Understanding minbatching dataloader for link prediction

The minbatch link prediction tutorial creates train dataloader as

sampler = dgl.dataloading.MultiLayerFullNeighborSampler(2)
sampler = dgl.dataloading.as_edge_prediction_sampler(
    sampler, negative_sampler=dgl.dataloading.negative_sampler.Uniform(5))
dataloader = dgl.dataloading.DataLoader(
    g, train_seeds, sampler,
    batch_size=args.batch_size,
    shuffle=True,
    drop_last=False,
    pin_memory=True,
    num_workers=args.num_workers)

The actual transductive link prediction requires test/val edges not present during neither supervision nor message passing in the training stage, but from what I understand the message passing blocks generated from the above dataloader does contain test/val edges of g?

I believe this PR is related to your issue: [Feature] Add an optional argument to always exclude given edge IDs in as_edge_prediction_sampler by BarclayII · Pull Request #4114 · dmlc/dgl · GitHub

1 Like

Thank you.

What does the exclude = self indicate in edge_prediciton_sampler?
it says excluding the edges in the current minibatch. in docs, and these edges are then passed to the sampler to exclude during neighbourhood sampling, but why would we want to exclude the minibatch edges which we are training upon, as I guess these minbatch edges are coming from train_seeds above?

From this answer, I see that exclude is used to exclude those edges that will not be included in supervision, but only for message passing, but then what all other edges are coming up in the message passing set from the dataloader?

What does the exclude = self indicate in edge_prediciton_sampler?
it says excluding the edges in the current minibatch. in docs, and these edges are then passed to the sampler to exclude during neighbourhood sampling, but why would we want to exclude the minibatch edges which we are training upon, as I guess these minbatch edges are coming from train_seeds above?

I think the motivation is that for the edges you want to predict in link prediction, they should not be visible in model computation. Otherwise, this is a kind of label leakage.
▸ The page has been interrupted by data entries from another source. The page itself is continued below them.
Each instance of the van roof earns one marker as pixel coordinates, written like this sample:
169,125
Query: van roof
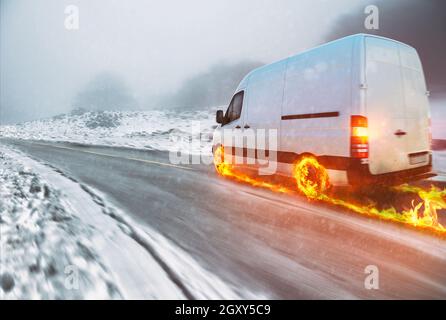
350,37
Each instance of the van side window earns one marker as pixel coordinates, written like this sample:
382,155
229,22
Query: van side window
234,110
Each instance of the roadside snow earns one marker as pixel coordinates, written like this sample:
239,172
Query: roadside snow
161,130
45,231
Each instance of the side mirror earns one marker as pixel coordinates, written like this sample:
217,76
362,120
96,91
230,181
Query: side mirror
219,116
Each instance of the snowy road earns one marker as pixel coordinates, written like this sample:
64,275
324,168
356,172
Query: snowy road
279,246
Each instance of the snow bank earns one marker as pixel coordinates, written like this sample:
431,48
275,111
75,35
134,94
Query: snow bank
161,130
46,251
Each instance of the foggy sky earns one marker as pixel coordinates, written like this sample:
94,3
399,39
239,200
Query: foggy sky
153,45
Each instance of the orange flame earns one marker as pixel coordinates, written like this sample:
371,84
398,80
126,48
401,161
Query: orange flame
312,180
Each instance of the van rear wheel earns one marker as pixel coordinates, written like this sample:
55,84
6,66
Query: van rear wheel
311,177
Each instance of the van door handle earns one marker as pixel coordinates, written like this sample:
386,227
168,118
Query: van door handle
400,133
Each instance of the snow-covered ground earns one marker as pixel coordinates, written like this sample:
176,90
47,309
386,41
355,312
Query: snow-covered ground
161,130
61,239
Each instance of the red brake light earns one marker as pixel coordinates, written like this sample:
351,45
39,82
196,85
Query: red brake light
359,142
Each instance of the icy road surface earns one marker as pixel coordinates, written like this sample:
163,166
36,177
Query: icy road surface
271,245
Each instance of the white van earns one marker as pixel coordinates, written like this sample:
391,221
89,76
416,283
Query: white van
359,105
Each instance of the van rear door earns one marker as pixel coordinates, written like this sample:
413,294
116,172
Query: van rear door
396,107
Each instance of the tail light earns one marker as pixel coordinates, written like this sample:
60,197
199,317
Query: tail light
359,142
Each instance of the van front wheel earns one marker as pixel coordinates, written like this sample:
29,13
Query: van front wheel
311,177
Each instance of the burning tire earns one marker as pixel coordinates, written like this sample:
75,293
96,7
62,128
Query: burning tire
311,177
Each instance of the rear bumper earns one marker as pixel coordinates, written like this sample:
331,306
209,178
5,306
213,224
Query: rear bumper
359,174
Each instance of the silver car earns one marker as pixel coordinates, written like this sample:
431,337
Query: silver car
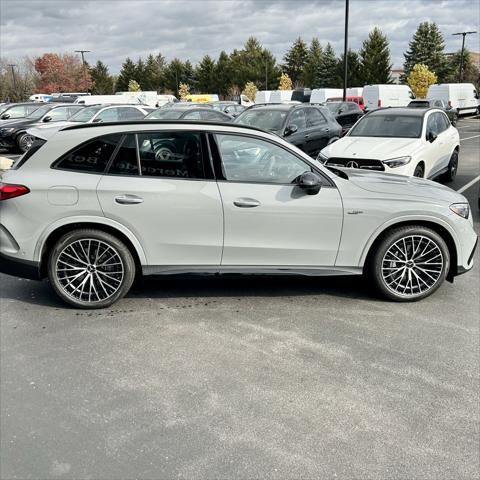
98,204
From this answer, I see that exclude is used to exclude those edges that will not be included in supervision, but only for message passing, but then what all other edges are coming up in the message passing set from the dataloader?

I do not understand the question.

Yeah, so for exclude=self

  1. it excludes all those edges which are sampled from train_seeds for making training graphs during each batch, which will be good for avoiding label leakage as you said.
  2. and then finally use these excluded edges only for loss calculation during each batch processing.

so, the possible message passing edges for that batch were all other edges of the graph for the above dataloader code?
i.e., message passing edges = set(edges of edge-induced subgraph for that batch’s nodes, which are obtained from sampled train_seeds eids) - (supervision edges sampled above for that minbatch from train_seeds eids)

so, all these message passing edges are then present in MFGs of that batch.

while pos_g and neg_g’s generated from the dataloader batch are edge-induced subgraph’s with pos&neg supervision edges only, which is also the edges that is excluded in 1 above.
Is my thinking ok?

Are negative edges also excluded? @BarclayII

They are not excluded by default.

Thank you for the response.